The only thing more stunning than the rise to the heights of state power of Egypt’s Muslim Brotherhood is the swiftness of its fall. The newest blow came on Monday, when the Cairo court for urgent matters announced a comprehensive ban on ‘all activities’ by the Brotherhood, while the majority of the organisation’s leadership remain in police custody and its assets are frozen.
The military’s ousting of President Mohamed Morsi on July 3, and its continuous assault on the group ever since, are open to conflicting interpretations. From the Brotherhood’s viewpoint they signal the resurrection of the military dictatorship that Egyptians sought to overthrow during the January 25 uprising. Yet this narrative, which paints the Brotherhood as a champion of democracy and an innocent victim of state aggression, fails to acknowledge the ways the group contributed to its own demise. It says nothing about the millions of people who signed petitions and took to the streets to demand Morsi’s resignation in June. And fails to mention that by voluntarily stepping down Morsi could have resolved the crisis without violence, but chose instead to remain defiant.

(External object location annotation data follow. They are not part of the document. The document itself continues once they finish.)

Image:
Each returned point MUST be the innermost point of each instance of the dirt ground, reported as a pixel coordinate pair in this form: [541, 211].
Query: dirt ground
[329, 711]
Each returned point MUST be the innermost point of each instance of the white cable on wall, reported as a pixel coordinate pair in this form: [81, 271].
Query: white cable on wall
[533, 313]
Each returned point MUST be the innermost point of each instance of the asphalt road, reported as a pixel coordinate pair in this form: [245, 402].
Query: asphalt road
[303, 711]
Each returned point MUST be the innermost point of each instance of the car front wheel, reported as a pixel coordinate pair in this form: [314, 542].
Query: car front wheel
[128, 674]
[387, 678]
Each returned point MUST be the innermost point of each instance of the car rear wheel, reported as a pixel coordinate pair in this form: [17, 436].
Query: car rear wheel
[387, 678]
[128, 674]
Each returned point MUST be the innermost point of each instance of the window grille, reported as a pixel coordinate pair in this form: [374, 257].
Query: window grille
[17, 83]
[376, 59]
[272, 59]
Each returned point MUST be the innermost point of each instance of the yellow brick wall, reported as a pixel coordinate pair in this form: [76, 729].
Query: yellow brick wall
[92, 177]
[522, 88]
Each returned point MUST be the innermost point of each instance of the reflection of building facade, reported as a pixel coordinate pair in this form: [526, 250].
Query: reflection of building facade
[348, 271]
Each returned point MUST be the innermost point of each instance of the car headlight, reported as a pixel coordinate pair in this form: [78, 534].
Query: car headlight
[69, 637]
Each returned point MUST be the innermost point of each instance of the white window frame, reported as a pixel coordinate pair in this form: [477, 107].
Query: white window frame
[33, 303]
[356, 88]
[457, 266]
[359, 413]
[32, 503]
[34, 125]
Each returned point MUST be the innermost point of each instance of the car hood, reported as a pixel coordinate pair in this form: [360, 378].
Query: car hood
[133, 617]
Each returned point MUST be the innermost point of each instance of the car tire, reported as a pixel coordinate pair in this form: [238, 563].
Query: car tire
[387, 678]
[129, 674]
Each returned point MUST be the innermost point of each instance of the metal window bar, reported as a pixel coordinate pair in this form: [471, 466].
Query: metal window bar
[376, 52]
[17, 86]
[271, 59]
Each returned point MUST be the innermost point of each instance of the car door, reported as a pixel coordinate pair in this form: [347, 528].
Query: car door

Yet the narrative advanced by the military and other representatives of the State establishment is even more flawed. Since Morsi’s ousting, Brotherhood members have been denounced as terrorists who threaten Egypt’s national security, a characterisation used to justify the killing and maiming of unarmed men, women and children at protest sites around the country. Contrary to its portrayal in state propaganda, the Brotherhood is not a monolith but an umbrella organisation encompassing a wide range of opinion. Some younger members have begun to circulate petitions demanding that the senior leaders resign, arguing that their hubris and misjudgment set the Brotherhood on a collision course with other groups in society and that, by remaining defiant in the face of overwhelming opposition, they put its members in harm’s way.
It is unlikely that the old guard will acknowledge its mistakes and initiate a major course correction, particularly when so many of them are in jail or on the run. In the meantime, Egypt’s new military-backed leaders should be mindful of the fact that demonising the Brotherhood and banning the group are likely to hamper the cause of those calling for its reform and so undermine the prospects for the healthy re-integration of mainstream Islamists into Egypt’s political system.